The debate was bogged down by the usual FUD scaremongering. The No campaign was unable to overcome it. The vagueness of the arguments about democracy and sovereignty failed to capture the mood and failed to reassure business, and the economic arguments went to the other side since Brexit was painted as a leap into the unknown.
That is why it was important to unite around an exit plan that retained access to the single market. It may have meant a lot of compromise on our part but it would have been the first step to freedom. Having obsessed about regulation and immigration, such a Brexit plan was one Ukip could not unite around without making major policy u-turns. Kippers simply couldn't comprehend that the how was as important as the why when it came to Brexit.
There was also a huge lack of leadership. The Ukippers never learned the mistakes of the Scottish independence referendum. Comparing the EU with the USSR and the Third Reich was never a winning message and the cyber kippers we an embarrassment throughout. Any hashtag you went to on Twitter was polluted by pictures of Farage and crass jingoistic memes. It was hard to escape the label of being a little Englander thanks to the malign influence of Ukip.
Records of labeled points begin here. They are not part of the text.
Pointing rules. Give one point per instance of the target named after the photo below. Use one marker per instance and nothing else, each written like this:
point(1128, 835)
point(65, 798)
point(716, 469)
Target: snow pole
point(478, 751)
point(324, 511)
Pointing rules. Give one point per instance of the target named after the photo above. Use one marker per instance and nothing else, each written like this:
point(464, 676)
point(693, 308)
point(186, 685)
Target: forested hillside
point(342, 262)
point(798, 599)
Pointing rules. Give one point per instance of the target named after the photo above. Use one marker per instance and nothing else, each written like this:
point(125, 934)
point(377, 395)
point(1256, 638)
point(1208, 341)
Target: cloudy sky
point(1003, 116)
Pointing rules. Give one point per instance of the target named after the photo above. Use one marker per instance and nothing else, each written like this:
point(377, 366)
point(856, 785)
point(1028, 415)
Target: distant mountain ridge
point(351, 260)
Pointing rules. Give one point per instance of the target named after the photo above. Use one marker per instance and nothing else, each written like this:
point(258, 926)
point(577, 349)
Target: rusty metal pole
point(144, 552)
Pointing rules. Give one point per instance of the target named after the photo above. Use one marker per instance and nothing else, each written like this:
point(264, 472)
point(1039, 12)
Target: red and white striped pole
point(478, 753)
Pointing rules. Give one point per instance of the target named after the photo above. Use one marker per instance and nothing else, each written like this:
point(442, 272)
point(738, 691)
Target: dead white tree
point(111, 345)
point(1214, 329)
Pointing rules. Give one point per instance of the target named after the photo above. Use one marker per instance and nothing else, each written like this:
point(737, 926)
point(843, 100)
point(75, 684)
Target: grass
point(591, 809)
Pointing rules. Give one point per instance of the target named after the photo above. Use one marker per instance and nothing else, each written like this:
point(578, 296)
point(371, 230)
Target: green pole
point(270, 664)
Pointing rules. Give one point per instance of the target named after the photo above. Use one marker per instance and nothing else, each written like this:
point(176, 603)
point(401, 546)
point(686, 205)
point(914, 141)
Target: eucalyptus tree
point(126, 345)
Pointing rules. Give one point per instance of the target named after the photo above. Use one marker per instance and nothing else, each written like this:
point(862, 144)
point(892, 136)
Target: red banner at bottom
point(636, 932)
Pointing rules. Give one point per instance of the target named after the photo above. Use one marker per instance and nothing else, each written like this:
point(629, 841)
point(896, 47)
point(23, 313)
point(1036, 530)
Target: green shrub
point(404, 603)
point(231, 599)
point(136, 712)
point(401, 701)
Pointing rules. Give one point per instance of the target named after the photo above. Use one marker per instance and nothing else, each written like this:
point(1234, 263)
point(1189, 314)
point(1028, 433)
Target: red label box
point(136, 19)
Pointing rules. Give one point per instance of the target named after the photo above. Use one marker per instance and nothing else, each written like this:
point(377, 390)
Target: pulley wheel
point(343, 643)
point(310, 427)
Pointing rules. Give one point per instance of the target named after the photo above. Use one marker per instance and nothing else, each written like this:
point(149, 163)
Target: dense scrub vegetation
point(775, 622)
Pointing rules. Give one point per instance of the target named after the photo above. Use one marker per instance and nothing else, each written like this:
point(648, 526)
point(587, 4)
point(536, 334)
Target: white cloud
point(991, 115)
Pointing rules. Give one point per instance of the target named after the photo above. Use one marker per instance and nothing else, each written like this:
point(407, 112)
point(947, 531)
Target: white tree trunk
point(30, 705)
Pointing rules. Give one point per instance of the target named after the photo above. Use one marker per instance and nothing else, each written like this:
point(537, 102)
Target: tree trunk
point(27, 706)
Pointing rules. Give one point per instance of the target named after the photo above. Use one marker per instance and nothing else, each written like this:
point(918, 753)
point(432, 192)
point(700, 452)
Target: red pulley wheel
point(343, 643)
An effective party machine could have spiked that kind of behaviour but Ukip never did manage to professionalise.
What this means for Ukip now is anyone's guess, but it has proved that it doesn't have what it takes to get us out of the EU. Ukip has failed to do what it was created for - and if it didn't succeed this time, it never will. This means, thanks to Nigel Farage, the eurosceptic movement is back to square one. It will take a long time to rebuild a coherent anti-EU movement. What shape that takes I don't know.
What I do know is that the British desire to remain British will live on. I know that one day we will leave the EU, but we just blew a massive opportunity to get out while the going was good. Kippers can take a bow for that. Good job, morons.